See `demo_signs.py` for a complete demonstration.

## Files

```
notmiwae_pytorch/
├── __init__.py          # Package initialization
├── models/
│   ├── __init__.py
│   ├── base.py          # Encoder, Decoders, MissingProcess
│   ├── notmiwae.py      # NotMIWAE model
│   └── miwae.py         # MIWAE model (baseline)
├── trainer.py           # Training loop with TensorBoard logging
├── utils.py             # Utility functions
├── example.py           # Complete example script
├── requirements.txt     # Dependencies
└── notebooks/
    └── demo_notmiwae.ipynb  # Interactive demo notebook
```

**Note:** DataLoaders should return `(x_filled, mask, x_original)` tuples where:
- `x_filled`: Data with missing values filled (e.g., with 0)
- `mask`: Binary mask (1=observed, 0=missing)
- `x_original`: Original complete data (for evaluation)

## Running the Example

```bash
cd notmiwae_pytorch
python example.py
```

This will:
1. Load the UCI Wine Quality dataset
2. Introduce MNAR missing values
3. Train both not-MIWAE and MIWAE models
4. Compare imputation performance

## TensorBoard

To view training logs:

```bash
tensorboard --logdir=./runs
```

Then open http://localhost:6006 in your browser.

## Notebook Demo

See `notebooks/demo_notmiwae.ipynb` for an interactive demonstration with visualizations.
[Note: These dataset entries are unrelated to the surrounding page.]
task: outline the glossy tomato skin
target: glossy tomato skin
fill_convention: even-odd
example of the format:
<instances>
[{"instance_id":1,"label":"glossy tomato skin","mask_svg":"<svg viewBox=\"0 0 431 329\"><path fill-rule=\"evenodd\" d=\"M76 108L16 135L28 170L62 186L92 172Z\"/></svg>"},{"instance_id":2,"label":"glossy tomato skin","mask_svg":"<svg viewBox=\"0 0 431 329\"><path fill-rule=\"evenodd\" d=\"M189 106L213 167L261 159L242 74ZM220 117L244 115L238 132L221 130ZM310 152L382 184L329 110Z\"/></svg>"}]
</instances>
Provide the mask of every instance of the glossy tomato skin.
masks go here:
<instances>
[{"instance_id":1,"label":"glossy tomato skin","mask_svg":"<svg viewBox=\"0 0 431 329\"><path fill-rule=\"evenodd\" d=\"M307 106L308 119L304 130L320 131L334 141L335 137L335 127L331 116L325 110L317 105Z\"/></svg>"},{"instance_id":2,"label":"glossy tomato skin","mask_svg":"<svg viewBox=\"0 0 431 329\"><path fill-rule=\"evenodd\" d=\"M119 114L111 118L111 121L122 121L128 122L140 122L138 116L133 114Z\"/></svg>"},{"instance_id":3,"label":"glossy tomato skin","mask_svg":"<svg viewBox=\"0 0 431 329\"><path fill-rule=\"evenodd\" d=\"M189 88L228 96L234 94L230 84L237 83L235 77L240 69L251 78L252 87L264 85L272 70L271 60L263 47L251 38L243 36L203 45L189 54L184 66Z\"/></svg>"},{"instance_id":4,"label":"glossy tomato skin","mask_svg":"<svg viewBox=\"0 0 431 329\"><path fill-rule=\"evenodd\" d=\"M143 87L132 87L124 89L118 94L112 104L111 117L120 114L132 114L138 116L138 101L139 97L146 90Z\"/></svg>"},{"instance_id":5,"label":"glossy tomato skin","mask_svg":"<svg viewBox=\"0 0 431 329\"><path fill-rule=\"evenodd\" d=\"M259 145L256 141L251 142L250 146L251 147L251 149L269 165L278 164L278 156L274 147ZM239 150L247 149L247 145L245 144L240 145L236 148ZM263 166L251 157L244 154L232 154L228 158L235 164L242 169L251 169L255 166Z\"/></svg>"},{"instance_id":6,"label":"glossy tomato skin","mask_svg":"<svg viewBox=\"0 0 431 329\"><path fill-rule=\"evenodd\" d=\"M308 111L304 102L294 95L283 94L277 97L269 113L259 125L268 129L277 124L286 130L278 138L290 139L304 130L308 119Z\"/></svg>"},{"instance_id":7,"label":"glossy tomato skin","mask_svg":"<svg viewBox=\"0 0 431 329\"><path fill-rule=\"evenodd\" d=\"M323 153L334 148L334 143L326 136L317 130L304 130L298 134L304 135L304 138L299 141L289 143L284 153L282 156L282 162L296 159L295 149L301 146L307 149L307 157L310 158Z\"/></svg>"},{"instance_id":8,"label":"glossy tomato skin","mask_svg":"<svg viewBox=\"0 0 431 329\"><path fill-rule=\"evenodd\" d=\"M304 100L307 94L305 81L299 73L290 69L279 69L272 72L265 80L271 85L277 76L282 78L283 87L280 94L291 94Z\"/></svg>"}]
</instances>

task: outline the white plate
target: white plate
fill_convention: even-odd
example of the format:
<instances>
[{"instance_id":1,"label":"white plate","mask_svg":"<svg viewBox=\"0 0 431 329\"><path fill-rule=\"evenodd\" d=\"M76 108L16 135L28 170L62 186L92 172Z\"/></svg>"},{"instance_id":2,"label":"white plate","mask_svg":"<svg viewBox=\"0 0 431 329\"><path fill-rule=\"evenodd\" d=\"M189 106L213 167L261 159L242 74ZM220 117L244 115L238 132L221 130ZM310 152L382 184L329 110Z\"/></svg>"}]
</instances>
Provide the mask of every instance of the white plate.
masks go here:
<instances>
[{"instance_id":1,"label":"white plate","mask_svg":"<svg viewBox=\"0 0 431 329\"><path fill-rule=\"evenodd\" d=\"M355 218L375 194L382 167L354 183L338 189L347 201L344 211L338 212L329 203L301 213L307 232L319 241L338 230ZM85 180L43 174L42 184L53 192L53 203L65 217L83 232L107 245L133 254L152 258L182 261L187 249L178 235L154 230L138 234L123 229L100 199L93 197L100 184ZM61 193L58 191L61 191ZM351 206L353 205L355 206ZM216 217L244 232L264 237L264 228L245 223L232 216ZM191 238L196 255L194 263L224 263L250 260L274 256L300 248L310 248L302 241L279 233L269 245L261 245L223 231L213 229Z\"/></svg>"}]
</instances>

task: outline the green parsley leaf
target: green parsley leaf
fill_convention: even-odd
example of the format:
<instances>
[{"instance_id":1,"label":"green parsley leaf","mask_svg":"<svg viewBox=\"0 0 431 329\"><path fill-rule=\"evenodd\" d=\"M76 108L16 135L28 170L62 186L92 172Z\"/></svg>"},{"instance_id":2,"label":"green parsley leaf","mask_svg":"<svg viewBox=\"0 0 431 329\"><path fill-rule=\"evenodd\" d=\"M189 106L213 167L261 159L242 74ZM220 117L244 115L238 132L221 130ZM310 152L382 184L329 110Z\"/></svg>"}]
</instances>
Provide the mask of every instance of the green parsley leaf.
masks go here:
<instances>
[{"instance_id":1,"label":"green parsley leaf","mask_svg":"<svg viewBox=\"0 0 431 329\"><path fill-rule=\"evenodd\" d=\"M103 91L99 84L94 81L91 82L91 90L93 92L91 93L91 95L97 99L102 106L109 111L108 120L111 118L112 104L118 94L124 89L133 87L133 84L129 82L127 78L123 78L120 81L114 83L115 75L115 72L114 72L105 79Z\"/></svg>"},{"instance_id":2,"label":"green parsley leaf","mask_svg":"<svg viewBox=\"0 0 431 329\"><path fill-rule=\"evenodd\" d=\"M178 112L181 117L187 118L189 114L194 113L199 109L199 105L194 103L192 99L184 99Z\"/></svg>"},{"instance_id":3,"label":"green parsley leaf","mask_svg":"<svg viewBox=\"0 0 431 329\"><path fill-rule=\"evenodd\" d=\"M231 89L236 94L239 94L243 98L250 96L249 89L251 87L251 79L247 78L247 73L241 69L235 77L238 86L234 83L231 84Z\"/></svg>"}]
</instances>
## Interpreting the Missing Process

After training, you can interpret what the model learned about the missing mechanism:

```python
# For selfmasking models: shows W (strength) and b (threshold) per feature
model.interpret_missing_process()
# Output: "feature_0: Higher values (>0.25) more likely MISSING (W=1.234)"

# For linear/nonlinear models: compute sensitivity matrix
sensitivity = model.compute_missing_sensitivity(x_sample)
```

## Differences from Original TensorFlow Implementation

This PyTorch implementation:
- Uses modern PyTorch conventions (nn.Module, DataLoader, etc.)
- Includes TensorBoard integration via `torch.utils.tensorboard`
- Provides cleaner separation of concerns (models, trainer)
- Adds type hints and comprehensive docstrings
- Includes missing process interpretation tools

## Citation

```bibtex
@inproceedings{ipsen2021notmiwae,
  title={not-MIWAE: Deep Generative Modelling with Missing not at Random Data},
  author={Ipsen, Niels Bruun and Mattei, Pierre-Alexandre and Frellsen, Jes},
  booktitle={International Conference on Learning Representations},
  year={2021}
}
```

## License

This implementation follows the license of the original repository.